Surrey v Worcestershire, CB40, The Oval September 1, 2010

Pietersen makes headlines, but not many runs

Worcestershire 376 for 6 beat Surrey by 286 by 90 runs

Well played Vikram Solanki and Gareth Andrew but, despite hundreds that came from 68 and 58 balls respectively, they won't be making tomorrow's headlines. That honour, if making a headline can be called such a thing at the moment, will belong to a man who made 38. This was an evening of Kevin Pietersen-watching, which began with a grovelling apology for his Twitter outburst the previous day, and ended with him being caught-and-bowled by Shaaiq Choudhry, a 24-year-old left-arm spinner, in his sixth one-day match.

In the first of four Surrey appearances he is due to make between now and the end of the season Pietersen - in front of a crowd of 7,917, which is above-average for Surrey's CB40 matches this year - managed to locate the middle of the bat. That is more than happened at Lord's last week when his first-ball waft was the final push that Andy Flower needed to drop him for the first time in his career. Against one of the friendliest attacks he will have confronted since starting his international career six years ago, he faced 33 balls and struck six boundaries - one of which, an inside-out drive past mid-off, was more like the flamboyant batsman of old.

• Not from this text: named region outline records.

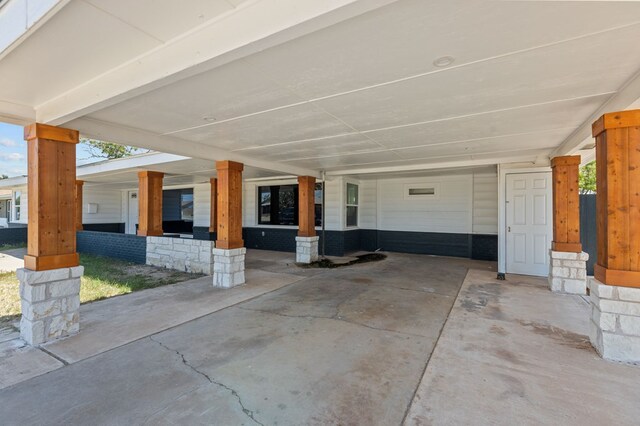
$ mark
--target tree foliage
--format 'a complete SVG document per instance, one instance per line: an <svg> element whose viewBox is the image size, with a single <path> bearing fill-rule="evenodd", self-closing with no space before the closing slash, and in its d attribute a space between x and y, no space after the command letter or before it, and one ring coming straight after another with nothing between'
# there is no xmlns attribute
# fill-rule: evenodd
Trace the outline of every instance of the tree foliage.
<svg viewBox="0 0 640 426"><path fill-rule="evenodd" d="M82 139L80 142L89 148L89 155L91 158L105 158L107 160L113 160L115 158L124 158L134 154L149 152L148 150L143 150L133 146L104 142L96 139Z"/></svg>
<svg viewBox="0 0 640 426"><path fill-rule="evenodd" d="M580 168L579 186L581 194L596 193L596 162L592 161Z"/></svg>

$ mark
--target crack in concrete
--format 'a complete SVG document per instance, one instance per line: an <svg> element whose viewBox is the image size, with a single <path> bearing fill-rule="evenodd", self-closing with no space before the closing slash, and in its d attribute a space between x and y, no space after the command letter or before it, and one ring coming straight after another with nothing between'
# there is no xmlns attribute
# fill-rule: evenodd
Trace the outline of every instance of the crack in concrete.
<svg viewBox="0 0 640 426"><path fill-rule="evenodd" d="M344 303L344 302L342 302L342 303ZM421 334L407 333L405 331L391 330L391 329L382 328L382 327L374 327L372 325L363 324L363 323L360 323L360 322L357 322L357 321L349 321L349 320L346 320L344 318L340 318L338 316L339 309L331 317L322 317L322 316L317 316L317 315L289 315L289 314L283 314L283 313L280 313L280 312L266 311L266 310L262 310L262 309L243 308L241 306L235 306L235 308L242 309L243 311L261 312L263 314L273 314L273 315L277 315L277 316L281 316L281 317L287 317L287 318L328 319L328 320L333 320L333 321L342 321L342 322L346 322L348 324L359 325L361 327L369 328L371 330L386 331L388 333L396 333L396 334L402 334L404 336L420 337L420 338L423 338L423 339L427 337L427 336L423 336Z"/></svg>
<svg viewBox="0 0 640 426"><path fill-rule="evenodd" d="M180 351L170 348L167 345L165 345L164 343L162 343L159 340L154 339L153 337L149 336L149 340L151 340L154 343L157 343L158 345L160 345L162 348L170 351L170 352L174 352L176 355L178 355L180 358L182 358L182 363L184 365L186 365L187 367L189 367L194 373L204 377L205 379L207 379L207 381L213 385L219 386L227 391L229 391L231 393L231 395L233 395L237 400L238 400L238 404L240 405L240 409L242 409L242 412L249 417L251 420L253 420L256 424L259 424L260 426L265 426L264 423L258 421L255 418L255 415L253 413L252 410L249 410L247 407L245 407L244 403L242 402L242 398L240 397L240 394L233 388L225 385L224 383L218 382L214 379L212 379L207 373L204 373L200 370L198 370L197 368L195 368L193 365L189 364L189 361L187 361L187 358L184 356L183 353L181 353Z"/></svg>

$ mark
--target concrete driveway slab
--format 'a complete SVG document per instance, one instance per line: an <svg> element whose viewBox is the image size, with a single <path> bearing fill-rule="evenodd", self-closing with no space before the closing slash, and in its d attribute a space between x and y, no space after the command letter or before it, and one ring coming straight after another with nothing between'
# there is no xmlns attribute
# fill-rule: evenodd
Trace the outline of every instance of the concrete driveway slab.
<svg viewBox="0 0 640 426"><path fill-rule="evenodd" d="M638 424L640 368L596 354L590 312L544 279L470 271L405 424Z"/></svg>
<svg viewBox="0 0 640 426"><path fill-rule="evenodd" d="M229 290L213 288L212 278L202 277L82 305L80 333L44 347L77 362L301 279L257 269L247 270L246 277L246 285Z"/></svg>
<svg viewBox="0 0 640 426"><path fill-rule="evenodd" d="M14 339L0 343L0 389L56 370L64 364L38 348Z"/></svg>
<svg viewBox="0 0 640 426"><path fill-rule="evenodd" d="M399 424L467 267L489 265L446 264L392 254L306 277L262 270L254 278L278 283L254 298L250 284L121 296L96 309L95 325L86 318L80 335L47 346L79 361L0 390L0 406L7 424ZM403 277L406 268L420 272ZM234 292L225 309L184 313ZM161 331L120 320L128 311L182 323ZM124 344L108 350L100 340L117 330Z"/></svg>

Pietersen had spent three hours watching Worcestershire pile up 377 for 6, the second-highest 40-over score in history behind Surrey's 386 against Glamorgan earlier this season, but he should have had a wicket when Matthew Spriegel dropped Andrew, albeit a tough chance, running round at long-off. Pietersen was then clubbed for two sixes and the over cost 17.

With Rory Hamilton-Brown blazing a trail during a 41-ball 80, Pietersen opened his batting account with a quick single to mid-on having been cheered to the crease but, on 25, was given a life when he gloved a sweep down the leg-side. However, even without the injured Shakib Al Hasan playing for Worcestershire, Pietersen couldn't escape his left-arm-spinner curse when he thumped a straight drive back at Choudhry. The bowler celebrated with the gusto that comes with dismissing a batsman with over 5000 Test runs.

Paul Sheldon, the Surrey chief executive, called the Pietersen deal "win, win, win" for the batsman, the county and England. It's not costing Surrey a penny due to Pietersen's central contract, and Sheldon insisted Chris Adams, the cricket manager, was fully behind the decision. But he refused to confirm any interest in Pietersen beyond the current loan spell, although with Middlesex out of the running there seem few other options for relocation.

With Steve Davies' call-up to the England squad, it has been painted as a straight swap when it comes to the Surrey starting XI, but that wasn't quite the case in this match with Davies still available. And when Davies departs, Surrey will need a wicketkeeper - Pietersen is probably reluctant to take that role - so Gary Wilson will come into the team, which means somebody who might have played had Pietersen not been here will miss out.

That could be Jason Roy, the 20-year-old batsman, who is rated by many as a future England star. He has broken into the first team at The Oval, and made 76 on his Championship debut against Leicestershire last week to go alongside an unbeaten 101 off 57 balls against Essex in the Friends Provident t20, but wasn't selected on Wednesday evening.

With Surrey out of the running for Championship promotion, the final two games of the season would be ideal experience for Roy. Ironically, the lack of dead matches in the two-division structure has meant counties have found it harder to blood youngsters and now Roy could miss out. Of course it might not be him, but the ECB look to have made a persuasive argument for Pietersen.

"This is more about England than about Surrey," Sheldon said. "We want England to win the Ashes and we want KP back in form and if we can assist in that way then we're absolutely delighted to do so."

Sheldon is right. Retaining the Ashes would have huge benefits to English cricket as a whole, but it will also be interesting to see if there is any reaction from the opposition should Pietersen have success which changes the course of end-of-season games. Surrey may be out of the running for prizes, but both their next two Championship opponents, Glamorgan and Gloucestershire, are gunning for promotion. Now they have to get past Pietersen, too.